We probed phosphorylation in the brain cytosol at the phosphoprotein as well as phosphopeptide level with and without enzymatic dephosphorylation as well as using different analytical platforms to increase our coverage of this complex phosphoproteome. Overall complementary data and different segments of a phosphoproteome were observed when different phosphopeptide enrichment techniques, LC conditions, and mass spectrometers were used.

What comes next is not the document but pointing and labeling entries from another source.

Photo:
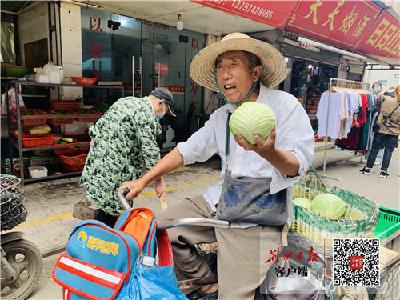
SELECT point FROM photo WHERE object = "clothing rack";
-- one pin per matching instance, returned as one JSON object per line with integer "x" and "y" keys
{"x": 338, "y": 84}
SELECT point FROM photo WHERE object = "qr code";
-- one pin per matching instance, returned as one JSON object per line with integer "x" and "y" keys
{"x": 356, "y": 262}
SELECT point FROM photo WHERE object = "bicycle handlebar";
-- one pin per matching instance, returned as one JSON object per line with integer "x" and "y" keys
{"x": 189, "y": 221}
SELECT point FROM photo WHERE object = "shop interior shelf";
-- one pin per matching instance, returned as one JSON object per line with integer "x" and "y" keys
{"x": 54, "y": 147}
{"x": 55, "y": 176}
{"x": 15, "y": 119}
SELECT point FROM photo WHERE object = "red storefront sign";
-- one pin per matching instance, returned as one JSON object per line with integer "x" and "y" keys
{"x": 383, "y": 38}
{"x": 338, "y": 22}
{"x": 274, "y": 13}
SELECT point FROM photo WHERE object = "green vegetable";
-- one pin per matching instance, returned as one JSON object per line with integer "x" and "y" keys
{"x": 303, "y": 202}
{"x": 252, "y": 118}
{"x": 329, "y": 206}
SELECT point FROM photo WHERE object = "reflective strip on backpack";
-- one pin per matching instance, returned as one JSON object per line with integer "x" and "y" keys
{"x": 110, "y": 279}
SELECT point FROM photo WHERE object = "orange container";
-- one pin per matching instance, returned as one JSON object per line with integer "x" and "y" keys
{"x": 85, "y": 80}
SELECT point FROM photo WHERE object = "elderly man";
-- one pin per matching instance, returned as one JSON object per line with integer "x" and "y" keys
{"x": 123, "y": 145}
{"x": 241, "y": 69}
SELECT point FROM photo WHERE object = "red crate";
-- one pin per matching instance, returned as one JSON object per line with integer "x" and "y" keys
{"x": 49, "y": 140}
{"x": 61, "y": 121}
{"x": 72, "y": 149}
{"x": 65, "y": 105}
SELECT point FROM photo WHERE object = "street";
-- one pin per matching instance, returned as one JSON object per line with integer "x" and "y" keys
{"x": 49, "y": 227}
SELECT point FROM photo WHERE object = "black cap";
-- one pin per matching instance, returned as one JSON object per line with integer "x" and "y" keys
{"x": 166, "y": 95}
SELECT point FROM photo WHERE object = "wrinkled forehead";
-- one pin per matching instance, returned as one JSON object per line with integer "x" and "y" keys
{"x": 231, "y": 55}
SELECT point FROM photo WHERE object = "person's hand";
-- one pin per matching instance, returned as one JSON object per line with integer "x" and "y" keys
{"x": 160, "y": 188}
{"x": 264, "y": 148}
{"x": 135, "y": 188}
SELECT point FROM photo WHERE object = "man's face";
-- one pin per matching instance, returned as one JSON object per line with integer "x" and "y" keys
{"x": 234, "y": 76}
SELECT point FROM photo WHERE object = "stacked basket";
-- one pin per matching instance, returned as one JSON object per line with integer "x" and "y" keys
{"x": 311, "y": 228}
{"x": 13, "y": 211}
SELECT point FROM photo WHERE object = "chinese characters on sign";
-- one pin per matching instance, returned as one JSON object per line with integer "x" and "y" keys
{"x": 338, "y": 22}
{"x": 274, "y": 13}
{"x": 95, "y": 24}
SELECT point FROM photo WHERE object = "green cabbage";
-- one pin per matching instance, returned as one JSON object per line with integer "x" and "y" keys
{"x": 303, "y": 202}
{"x": 329, "y": 206}
{"x": 252, "y": 118}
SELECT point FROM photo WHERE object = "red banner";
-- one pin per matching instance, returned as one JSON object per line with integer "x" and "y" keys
{"x": 383, "y": 38}
{"x": 274, "y": 13}
{"x": 337, "y": 22}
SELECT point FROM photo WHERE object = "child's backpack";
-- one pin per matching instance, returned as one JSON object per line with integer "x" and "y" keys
{"x": 105, "y": 263}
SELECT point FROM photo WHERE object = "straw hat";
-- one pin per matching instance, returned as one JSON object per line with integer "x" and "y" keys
{"x": 273, "y": 62}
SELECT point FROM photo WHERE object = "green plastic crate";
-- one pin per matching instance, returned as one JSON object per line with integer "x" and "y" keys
{"x": 388, "y": 223}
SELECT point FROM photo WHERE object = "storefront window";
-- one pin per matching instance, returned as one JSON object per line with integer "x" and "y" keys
{"x": 159, "y": 54}
{"x": 309, "y": 80}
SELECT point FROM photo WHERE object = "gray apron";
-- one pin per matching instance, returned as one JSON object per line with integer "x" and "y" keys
{"x": 246, "y": 199}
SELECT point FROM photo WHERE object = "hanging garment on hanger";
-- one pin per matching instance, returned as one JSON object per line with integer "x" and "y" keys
{"x": 329, "y": 125}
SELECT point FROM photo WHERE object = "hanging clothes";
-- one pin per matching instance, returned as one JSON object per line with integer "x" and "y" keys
{"x": 359, "y": 134}
{"x": 334, "y": 112}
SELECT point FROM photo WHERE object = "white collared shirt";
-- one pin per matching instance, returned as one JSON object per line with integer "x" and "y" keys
{"x": 293, "y": 132}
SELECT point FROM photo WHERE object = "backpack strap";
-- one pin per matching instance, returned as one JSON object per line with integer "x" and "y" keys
{"x": 137, "y": 223}
{"x": 165, "y": 257}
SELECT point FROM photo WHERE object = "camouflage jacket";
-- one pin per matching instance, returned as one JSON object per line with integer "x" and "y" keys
{"x": 124, "y": 144}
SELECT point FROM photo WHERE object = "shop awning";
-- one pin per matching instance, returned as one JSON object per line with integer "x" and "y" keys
{"x": 367, "y": 27}
{"x": 363, "y": 26}
{"x": 196, "y": 17}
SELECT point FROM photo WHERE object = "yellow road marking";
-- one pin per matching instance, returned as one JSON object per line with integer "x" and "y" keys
{"x": 68, "y": 214}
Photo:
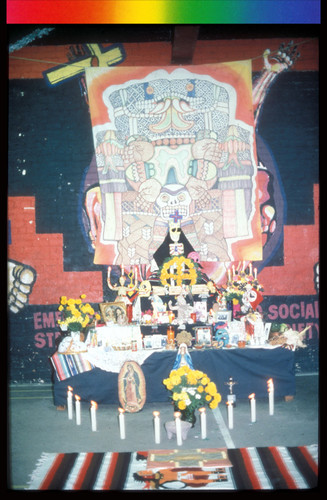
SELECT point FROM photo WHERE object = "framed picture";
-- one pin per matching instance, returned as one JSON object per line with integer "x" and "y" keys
{"x": 203, "y": 336}
{"x": 113, "y": 313}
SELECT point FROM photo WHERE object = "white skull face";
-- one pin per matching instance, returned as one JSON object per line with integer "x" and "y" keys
{"x": 174, "y": 231}
{"x": 174, "y": 199}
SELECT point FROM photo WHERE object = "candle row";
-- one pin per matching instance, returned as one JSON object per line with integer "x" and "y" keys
{"x": 253, "y": 414}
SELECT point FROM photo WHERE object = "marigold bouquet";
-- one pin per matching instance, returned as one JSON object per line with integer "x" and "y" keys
{"x": 76, "y": 314}
{"x": 191, "y": 389}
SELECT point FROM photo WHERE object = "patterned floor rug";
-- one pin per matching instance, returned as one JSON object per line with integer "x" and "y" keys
{"x": 262, "y": 468}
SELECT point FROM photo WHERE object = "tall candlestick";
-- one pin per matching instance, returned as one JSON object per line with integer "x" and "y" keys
{"x": 78, "y": 409}
{"x": 178, "y": 424}
{"x": 156, "y": 426}
{"x": 203, "y": 421}
{"x": 271, "y": 396}
{"x": 93, "y": 416}
{"x": 253, "y": 407}
{"x": 70, "y": 402}
{"x": 230, "y": 415}
{"x": 121, "y": 418}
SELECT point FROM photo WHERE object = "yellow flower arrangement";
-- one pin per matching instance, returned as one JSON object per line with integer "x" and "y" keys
{"x": 191, "y": 389}
{"x": 76, "y": 315}
{"x": 184, "y": 269}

Protein Phosphorylation Occurs in Disordered Regions
Analysis of the distribution of phosphorylation sites with respect to protein domains revealed that in this data set the vast majority of phosphorylation sites were located outside of known Pfam-A domains. This indicates that in most cases protein phosphorylation and ordered protein structure are mutually exclusive. We postulated that if protein phosphorylation does not usually occur and cannot regulate proteins from within structural domains it must do so in other regions of proteins. The presence of a number of known disordered proteins led us to analyze the amino acid composition of the entire data set. When compared with proteins in Swiss-Prot (Fig. 5), Protein Data Bank (supplemental Fig. 2), and the postsynaptic proteome (supplemental Fig. 2), this data set of cytosolic phosphoproteins was significantly enriched for residues that confer protein sequence disorder and depleted for order-promoting residues. This apparent enrichment for disorder was reinforced when we compared the data set with a more specific and similar data set, 825 cytosolic mouse proteins expressed in the brain (UP-mbc) (Fig. 5). Collectively the enrichment in disorder between the cytosolic phosphoproteome and the UP-mbc data set and between the UP-mbc data set and the Swiss-Prot database is equivalent to the enrichment observed in the cytosolic phosphoproteome compared with the Swiss-Prot database (Fig. 5). This highlights that, in the cytosolic phosphoproteome, enrichment of sequence disorder is due to both the subcellular localization of these proteins and to the fact that they are phosphorylated with approximately equal contributions. Other phosphoproteomic data set (whole cell lysate, postsynaptic density, and synaptosomes) are also enriched in sequence disorder because of the relationship between phosphorylation and disorder, but the extent of enrichment was less than that observed for the cytosolic phosphoproteome (supplemental Fig. 2).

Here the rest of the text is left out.